Boeing to Test Advanced Electronic Warfare Suite on Apache
MESA, Arizona, July 19, 1999 -- Advanced electronic warfare countermeasures for U.S. Army rotorcraft will get their first in-flight shakedowns this summer aboard the next-generation Boeing-built AH-64D Apache Longbow multi-role combat helicopter.
The Boeing Company in Mesa, Ariz., has integrated the lightweight AN/ALQ-211 Suite of Integrated Radio-Frequency Countermeasures -- or SIRFC -- equipment into an Apache Longbow prototype aircraft for flight test and evaluations.
Boeing pilots and support teams will conduct the tests, which begin later this month and continue through mid-October, at the U.S. Navy electronic warfare range at China Lake, Calif.
Boeing is under contract to the U.S. Army along with ITT Industries, Avionics Division, Clifton, N.J., the developer of SIRFC.

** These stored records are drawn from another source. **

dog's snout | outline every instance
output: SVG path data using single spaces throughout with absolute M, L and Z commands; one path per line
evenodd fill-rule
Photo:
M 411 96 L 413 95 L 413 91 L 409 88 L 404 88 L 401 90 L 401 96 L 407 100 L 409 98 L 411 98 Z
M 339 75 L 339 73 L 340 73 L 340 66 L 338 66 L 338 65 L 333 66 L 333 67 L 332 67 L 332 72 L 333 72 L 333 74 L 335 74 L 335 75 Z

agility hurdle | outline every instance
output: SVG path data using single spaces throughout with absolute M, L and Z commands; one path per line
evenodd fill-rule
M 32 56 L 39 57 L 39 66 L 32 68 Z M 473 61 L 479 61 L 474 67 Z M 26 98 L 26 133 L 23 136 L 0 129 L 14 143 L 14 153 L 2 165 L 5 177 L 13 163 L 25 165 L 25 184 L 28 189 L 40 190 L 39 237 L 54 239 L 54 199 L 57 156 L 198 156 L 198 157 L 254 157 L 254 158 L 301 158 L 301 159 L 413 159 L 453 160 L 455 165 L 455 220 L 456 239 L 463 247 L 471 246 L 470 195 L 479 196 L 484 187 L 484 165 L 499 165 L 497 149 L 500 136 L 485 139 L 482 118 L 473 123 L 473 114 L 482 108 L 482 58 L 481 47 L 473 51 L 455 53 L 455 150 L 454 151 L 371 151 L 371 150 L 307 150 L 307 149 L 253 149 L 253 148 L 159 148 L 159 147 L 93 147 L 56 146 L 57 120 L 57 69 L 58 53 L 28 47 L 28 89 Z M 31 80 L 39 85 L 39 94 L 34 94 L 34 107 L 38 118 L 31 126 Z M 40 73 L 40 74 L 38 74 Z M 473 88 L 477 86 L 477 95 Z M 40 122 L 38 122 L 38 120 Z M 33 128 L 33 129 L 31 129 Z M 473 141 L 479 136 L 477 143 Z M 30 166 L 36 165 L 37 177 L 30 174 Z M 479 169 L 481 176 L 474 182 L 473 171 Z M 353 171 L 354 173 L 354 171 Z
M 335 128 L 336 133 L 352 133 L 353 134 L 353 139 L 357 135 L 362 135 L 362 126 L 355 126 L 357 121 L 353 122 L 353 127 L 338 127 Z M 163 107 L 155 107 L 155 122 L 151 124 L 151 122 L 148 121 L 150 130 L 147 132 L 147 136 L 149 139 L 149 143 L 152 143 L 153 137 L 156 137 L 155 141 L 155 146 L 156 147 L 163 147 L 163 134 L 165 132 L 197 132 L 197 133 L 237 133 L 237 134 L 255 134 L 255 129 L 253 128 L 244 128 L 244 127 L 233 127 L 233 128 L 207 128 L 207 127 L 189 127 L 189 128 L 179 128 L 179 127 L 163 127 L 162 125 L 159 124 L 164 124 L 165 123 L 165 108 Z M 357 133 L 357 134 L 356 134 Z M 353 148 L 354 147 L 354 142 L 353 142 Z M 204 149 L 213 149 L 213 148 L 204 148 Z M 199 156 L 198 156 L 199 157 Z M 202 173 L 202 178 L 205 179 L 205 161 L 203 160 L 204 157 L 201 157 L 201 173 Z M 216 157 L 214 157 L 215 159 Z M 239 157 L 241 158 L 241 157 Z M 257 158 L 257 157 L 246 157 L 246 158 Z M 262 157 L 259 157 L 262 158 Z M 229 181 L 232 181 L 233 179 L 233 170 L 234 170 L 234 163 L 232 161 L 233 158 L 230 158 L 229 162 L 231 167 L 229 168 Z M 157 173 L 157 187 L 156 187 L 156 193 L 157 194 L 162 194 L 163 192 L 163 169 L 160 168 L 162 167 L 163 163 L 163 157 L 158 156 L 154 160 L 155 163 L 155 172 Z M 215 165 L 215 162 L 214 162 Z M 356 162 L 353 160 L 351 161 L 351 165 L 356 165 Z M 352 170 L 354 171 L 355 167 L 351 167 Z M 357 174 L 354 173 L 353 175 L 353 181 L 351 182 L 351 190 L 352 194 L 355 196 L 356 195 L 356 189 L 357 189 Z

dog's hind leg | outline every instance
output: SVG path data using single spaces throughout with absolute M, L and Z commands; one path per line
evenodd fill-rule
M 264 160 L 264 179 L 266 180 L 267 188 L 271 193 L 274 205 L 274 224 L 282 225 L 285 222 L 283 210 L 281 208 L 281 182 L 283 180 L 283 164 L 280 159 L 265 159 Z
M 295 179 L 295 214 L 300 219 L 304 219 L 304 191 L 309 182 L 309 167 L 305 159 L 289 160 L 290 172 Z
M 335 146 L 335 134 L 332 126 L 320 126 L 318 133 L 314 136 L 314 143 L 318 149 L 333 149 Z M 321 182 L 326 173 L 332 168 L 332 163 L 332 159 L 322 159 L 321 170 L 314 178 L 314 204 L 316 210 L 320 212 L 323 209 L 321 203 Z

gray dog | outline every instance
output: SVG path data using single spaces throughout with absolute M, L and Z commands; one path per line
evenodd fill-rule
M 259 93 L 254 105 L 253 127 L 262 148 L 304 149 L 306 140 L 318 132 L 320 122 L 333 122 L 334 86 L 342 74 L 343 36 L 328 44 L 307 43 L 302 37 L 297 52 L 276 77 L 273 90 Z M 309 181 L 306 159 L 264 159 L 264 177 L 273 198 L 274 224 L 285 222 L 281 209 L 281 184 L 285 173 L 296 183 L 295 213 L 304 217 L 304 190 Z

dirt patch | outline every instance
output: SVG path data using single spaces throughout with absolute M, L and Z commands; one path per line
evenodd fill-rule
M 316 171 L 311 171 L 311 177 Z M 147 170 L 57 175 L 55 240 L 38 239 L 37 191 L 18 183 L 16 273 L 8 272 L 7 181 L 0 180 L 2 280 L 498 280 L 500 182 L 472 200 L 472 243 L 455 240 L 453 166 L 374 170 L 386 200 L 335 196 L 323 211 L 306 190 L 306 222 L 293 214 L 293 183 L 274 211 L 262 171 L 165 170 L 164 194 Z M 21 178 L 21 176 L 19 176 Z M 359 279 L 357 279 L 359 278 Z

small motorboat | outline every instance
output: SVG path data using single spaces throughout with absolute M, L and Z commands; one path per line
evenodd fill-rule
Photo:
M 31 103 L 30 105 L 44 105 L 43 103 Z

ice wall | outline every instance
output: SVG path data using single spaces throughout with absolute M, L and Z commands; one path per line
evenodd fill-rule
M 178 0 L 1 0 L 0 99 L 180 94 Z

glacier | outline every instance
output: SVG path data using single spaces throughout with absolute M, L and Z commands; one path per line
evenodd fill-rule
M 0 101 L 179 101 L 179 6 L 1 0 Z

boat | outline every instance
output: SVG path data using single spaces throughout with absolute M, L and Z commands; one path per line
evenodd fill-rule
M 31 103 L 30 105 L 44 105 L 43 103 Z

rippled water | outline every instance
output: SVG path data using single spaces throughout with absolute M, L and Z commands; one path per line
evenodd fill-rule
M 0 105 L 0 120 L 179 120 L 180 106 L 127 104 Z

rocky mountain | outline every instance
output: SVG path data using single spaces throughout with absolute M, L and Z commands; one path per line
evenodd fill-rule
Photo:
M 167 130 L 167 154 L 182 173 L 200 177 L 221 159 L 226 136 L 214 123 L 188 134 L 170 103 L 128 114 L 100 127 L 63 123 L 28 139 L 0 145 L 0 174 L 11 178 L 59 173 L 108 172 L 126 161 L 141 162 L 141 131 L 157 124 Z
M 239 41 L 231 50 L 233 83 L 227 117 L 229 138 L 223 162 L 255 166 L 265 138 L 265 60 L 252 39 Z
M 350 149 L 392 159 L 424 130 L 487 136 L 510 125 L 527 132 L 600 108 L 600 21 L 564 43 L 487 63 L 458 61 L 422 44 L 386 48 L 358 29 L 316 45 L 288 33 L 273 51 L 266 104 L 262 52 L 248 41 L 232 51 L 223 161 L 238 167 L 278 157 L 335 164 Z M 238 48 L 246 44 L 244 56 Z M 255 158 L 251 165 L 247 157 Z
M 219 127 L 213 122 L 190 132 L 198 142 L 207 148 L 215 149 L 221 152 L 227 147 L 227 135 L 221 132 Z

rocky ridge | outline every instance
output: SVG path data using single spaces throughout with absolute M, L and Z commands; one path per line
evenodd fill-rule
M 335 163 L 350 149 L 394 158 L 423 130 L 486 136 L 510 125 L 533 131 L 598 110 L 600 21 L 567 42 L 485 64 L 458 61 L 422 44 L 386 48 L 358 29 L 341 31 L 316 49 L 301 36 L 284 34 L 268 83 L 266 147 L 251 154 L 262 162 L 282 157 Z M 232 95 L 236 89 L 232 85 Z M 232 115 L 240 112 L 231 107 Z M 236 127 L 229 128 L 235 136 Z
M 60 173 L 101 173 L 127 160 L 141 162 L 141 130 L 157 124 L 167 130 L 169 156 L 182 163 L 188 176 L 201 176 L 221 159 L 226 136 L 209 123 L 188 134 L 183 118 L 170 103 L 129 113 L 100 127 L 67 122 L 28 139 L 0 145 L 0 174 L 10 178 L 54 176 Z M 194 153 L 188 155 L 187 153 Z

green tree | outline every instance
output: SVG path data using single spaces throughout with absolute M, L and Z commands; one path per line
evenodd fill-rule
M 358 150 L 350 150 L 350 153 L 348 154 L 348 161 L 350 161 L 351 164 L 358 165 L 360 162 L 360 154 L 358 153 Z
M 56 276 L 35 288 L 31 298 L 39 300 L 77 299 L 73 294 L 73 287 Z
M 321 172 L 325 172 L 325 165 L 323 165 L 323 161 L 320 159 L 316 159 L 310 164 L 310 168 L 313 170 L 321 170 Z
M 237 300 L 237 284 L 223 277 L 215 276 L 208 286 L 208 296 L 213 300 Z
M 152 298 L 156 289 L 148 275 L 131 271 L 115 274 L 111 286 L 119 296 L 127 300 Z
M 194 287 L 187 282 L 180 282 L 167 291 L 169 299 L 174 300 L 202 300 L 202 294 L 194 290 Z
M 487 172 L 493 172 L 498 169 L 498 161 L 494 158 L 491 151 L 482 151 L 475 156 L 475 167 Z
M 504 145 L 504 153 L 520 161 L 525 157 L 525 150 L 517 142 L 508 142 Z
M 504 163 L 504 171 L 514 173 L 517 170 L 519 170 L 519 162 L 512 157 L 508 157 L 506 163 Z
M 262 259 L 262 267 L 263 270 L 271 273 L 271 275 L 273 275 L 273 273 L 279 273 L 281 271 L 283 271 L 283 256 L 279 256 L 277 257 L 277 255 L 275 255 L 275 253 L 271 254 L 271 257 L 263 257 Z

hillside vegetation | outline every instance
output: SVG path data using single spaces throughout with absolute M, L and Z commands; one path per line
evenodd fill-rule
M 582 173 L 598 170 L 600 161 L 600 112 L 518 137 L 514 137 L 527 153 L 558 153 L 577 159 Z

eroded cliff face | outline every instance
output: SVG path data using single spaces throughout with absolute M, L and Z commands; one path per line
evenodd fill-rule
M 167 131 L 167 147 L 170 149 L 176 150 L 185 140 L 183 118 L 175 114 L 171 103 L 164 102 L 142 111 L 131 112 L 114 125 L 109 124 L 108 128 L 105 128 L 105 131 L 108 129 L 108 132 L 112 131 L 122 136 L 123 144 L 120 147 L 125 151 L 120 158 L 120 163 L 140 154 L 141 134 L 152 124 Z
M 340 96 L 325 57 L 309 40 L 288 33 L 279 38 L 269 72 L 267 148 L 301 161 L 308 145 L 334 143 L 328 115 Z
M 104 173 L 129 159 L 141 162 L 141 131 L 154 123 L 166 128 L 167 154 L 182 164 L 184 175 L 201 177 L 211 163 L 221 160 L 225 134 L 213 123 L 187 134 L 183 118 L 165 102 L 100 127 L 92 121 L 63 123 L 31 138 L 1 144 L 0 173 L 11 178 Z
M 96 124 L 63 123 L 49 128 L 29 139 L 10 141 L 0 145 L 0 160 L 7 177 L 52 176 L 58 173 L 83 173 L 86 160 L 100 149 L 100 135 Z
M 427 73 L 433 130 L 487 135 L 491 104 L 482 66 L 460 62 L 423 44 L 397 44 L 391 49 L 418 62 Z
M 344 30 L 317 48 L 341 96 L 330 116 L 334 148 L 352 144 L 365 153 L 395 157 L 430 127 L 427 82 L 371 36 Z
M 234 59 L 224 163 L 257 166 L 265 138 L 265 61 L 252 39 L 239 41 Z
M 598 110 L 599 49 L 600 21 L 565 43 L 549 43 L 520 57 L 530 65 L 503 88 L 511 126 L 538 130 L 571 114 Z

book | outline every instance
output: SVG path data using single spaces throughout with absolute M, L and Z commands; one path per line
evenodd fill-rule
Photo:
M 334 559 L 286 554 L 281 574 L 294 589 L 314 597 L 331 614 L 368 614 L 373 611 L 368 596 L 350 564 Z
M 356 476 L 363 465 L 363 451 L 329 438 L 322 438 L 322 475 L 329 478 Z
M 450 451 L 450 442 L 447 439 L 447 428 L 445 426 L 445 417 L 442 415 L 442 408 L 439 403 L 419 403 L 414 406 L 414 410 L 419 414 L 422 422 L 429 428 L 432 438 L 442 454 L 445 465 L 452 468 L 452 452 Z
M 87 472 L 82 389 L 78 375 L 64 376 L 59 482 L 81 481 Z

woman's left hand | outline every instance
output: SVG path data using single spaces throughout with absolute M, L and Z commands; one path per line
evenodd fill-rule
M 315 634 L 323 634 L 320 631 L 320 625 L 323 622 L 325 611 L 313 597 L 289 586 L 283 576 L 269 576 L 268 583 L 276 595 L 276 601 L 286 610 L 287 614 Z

The expanded electronic warfare capabilities will enhance survivability and effectiveness of Army rotorcraft. SIRFC uses radar warning, active radar jamming and passive radar frequency target detection and classification to enable crews to avoid potentially dangerous situations in flight. SIRFC allows information, such as threat locations and ranges, to be overlaid on a digital map to enhance situational awareness.
SIRFC, which will be qualified by the Army for use on its rotorcraft beginning in early 2000, is designed to significantly expand the capabilities of the Apache Longbow, Special Operations MH-47 Chinooks and MH-60 Black Hawks. The U.S. Air Force chose the system last year for its special operations CV-22 Osprey tiltrotor aircraft.
SIRFC has been studied in a laboratory environment, completing a series of simulation tests and evaluations that demonstrated the ability of flight crews to evade simulated air-to-air missiles, use nap-of-the-earth flight to hide from threats, and identify threats that non-SIRFC-equipped aircraft could not see.